Early Ed Walker: The Dumpster Misstep
Knowing that Ed Walker is a third-generation attorney and married to the daughter of one of Roaonoke’s wealthiest businessmen, it might be natural to think he started in real estate development with a silver spoon in his mouth.
Actually, he had a nail in his foot.
The injury came in 2002 after Walker made his first investment, with a $90,000 bank loan, in a defunct service station at the edge of Grandin Village that’s now known as the Village Grill.
The wound happened because he had to personally do some of the initial cleanup of the building. “There were hundreds and hundreds of old tires and other trash,” says Walker, and his budget didn’t include help to remove the refuse.
“There was no money. Zero money.
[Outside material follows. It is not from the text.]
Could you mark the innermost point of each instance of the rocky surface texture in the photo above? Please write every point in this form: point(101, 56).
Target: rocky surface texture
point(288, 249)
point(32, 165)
I think I made $32,000 a year,” as a then 33-year-old civil attorney, he recalls.
That’s not to say that he hasn’t had the support of “parents and family” over the years that, among other things, provided him with a first-rate education, name recognition and prospective business contacts, all of which he readily acknowledges: “I’m grateful every single day and I can’t separate the work that we do from the support they’ve lent in every imaginable way.”
But the startup of his development career was, he says, “very humble.” Indeed, Walker got his hands dirty and a foot bloodied. “I was just over there” at the ex-gas station “doing what I could. I filled up the construction dumpsters.”
That’s when he stepped on a nail and had to get a tetanus shot.
Since then, his road to fame and fortune as downtown Roanoke’s highest profile developer hasn’t had a major misstep.